Hacker News new | ask | show | jobs
Perl: When DWIM Doesn't (bits.shutterstock.com)
27 points by douglashunter 5255 days ago
6 comments

re: open() creating temporary file if file arg is undef

Fortunately both IO::File (core module) & Path::Class don't do this:

  use IO::File;
  my $fh = IO::File->new( $config->{file_path}, 'r' ) 
             or die "can't open $config->{file_path}: $!";
  
  
  use Path::Class qw<file>;
  my $fh = file( $config->{file_path} )->openr;
Both above spot the undef gotcha. NB. And ->openr() throws an exception.

ref: https://metacpan.org/module/IO::File | https://metacpan.org/module/Path::Class

> Both above spot the undef gotcha.

The builtin open() even tries to spot when it's not intentional. The documentation puts "undef" in quotations in the section where it introduces the feature (suggesting it has to be the literal), and the implementation goes to some effort to agree with it. For example, the following code dies:

  my $config = { file_paht => "/opt/config" };
  my $path = $config->{file_path};

  open (my $fh, "<", $path)
    or  die "can't open $path: $!";
In the case in the article it's a bug in the implementation, combined with a typo, which introduces the little known feature.

Using Path::Class obfuscates the open, to my eyes. Using IO::File is a nice suggestion. Your lock_keys suggestion below will probably be our update to the code for future protection, though.
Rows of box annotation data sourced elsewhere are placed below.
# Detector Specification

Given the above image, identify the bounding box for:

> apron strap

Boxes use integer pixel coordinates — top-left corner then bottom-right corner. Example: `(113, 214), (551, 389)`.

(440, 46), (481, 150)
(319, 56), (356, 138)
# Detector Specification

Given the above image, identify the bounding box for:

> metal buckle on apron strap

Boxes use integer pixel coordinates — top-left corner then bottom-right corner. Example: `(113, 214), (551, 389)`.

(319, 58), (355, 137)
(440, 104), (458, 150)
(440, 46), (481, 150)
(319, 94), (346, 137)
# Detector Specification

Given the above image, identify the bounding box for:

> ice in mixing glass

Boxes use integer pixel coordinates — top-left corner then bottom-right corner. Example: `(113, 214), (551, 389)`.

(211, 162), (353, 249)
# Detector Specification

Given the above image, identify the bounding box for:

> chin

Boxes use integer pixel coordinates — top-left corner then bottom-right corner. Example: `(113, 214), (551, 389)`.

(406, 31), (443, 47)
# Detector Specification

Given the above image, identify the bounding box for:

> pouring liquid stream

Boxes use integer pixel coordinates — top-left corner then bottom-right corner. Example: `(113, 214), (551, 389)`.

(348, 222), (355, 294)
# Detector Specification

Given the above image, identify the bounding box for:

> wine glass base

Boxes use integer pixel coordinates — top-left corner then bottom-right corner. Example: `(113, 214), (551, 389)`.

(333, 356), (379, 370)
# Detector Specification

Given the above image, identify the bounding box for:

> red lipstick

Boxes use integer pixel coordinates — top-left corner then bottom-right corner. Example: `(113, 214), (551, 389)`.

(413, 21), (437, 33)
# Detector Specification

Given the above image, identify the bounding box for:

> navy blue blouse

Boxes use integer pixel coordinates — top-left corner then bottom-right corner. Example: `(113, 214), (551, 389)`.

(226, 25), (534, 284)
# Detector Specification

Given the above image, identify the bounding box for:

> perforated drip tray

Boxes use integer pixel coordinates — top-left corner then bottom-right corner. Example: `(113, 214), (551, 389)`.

re: Path::Class - Each to their own :)

However you can take your original full example of this:

  open (my $fh, "<", $config->{file_path})
    or  die "can't open $config->{file_path}: $!";

  my $data;
  {
    local $/ = undef;
    $data = <$fh>;
  }
And turn it into just this with Path::Class

  use Path::Class 'file';
  
  my $data = file( $config->{file_path} )->slurp
  
When dealing with lots of files/directories especially across different platforms I find Path::Class a god send.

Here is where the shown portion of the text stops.